Obviously it’s not a perfect solution. Plenty of powerful war photographs have been staged or doctored, and plenty of wars and conflicts have ravaged this world since 1945 whilst anti-war art was exhibited left, right and centre. But this does not mean that artwork has not had an impact.
A tapestry copy of Pablo Picasso’s Guernica (1937), arguably the most famous contemporary anti-war artwork, has been displayed within the United Nations building in New York City since 1985, serving as an ever-present reminder of the brutal consequences of war to those who function to preserve global peace (Conrad, 2004), Nick Ut’s photograph of Phan Thi Kim Phuc (1972) accelerated a wave of anti-war sentiment ultimately resulting in the US withdrawing from Vietnam a year later (Asselin, 2002, pp. 155-156), and the photos and videos taken during the Allies’ storming of Germany’s concentration and death camps in 1945 was critical in sentencing the inner party members of the Nazi Party during the Nuremberg military trials, as well as showing the whole world what really happened behind the closed doors of Nazi Germany (Roland, 2012).

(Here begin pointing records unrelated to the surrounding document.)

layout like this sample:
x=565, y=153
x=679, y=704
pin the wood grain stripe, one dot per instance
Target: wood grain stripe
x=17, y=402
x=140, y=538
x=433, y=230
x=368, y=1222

But the ramifications need not be this extreme. All it takes is a single piece stirring within a person a sense of horror, shock or disgust about the devastation of war, and the ripple effect just within that one person’s life may extend outward, having a potentially infinite effect. And that honest power is why military art is so important within our society.
References
Asselin, P 2002, A Bitter Peace: Washington, Hanoi, and the Making of the Paris Agreement, University of North Carolina Press, Chapel Hill, pp. 155-156.
Conrad, P 2004, ‘A scream we can’t ignore’, The Guardian, 10 March, viewed 20 March 2016, http://www.theguardian.com/theobserver/2004/oct/03/art.
Lichtblau, E 2013, ‘The Holocaust Just Got More Shocking’, The New York Times, 1 March, viewed 19 March 2016, http://www.nytimes.com/2013/03/03/sunday-review/the-holocaust-just-got-more-shocking.html?_r=0.
Niewyk, D & Nicosia, F 2000, The Columbia Guide to the Holocaust, Columbia University Press, New York, pp. 45-46.
Roland, P 2012, The Nuremberg Trials, Arcturus Publishing Limited, London.
Sontag, S 2003, Regarding the Pain of Others, Farrar, Straus and Giroux, New York, pp. 36-47.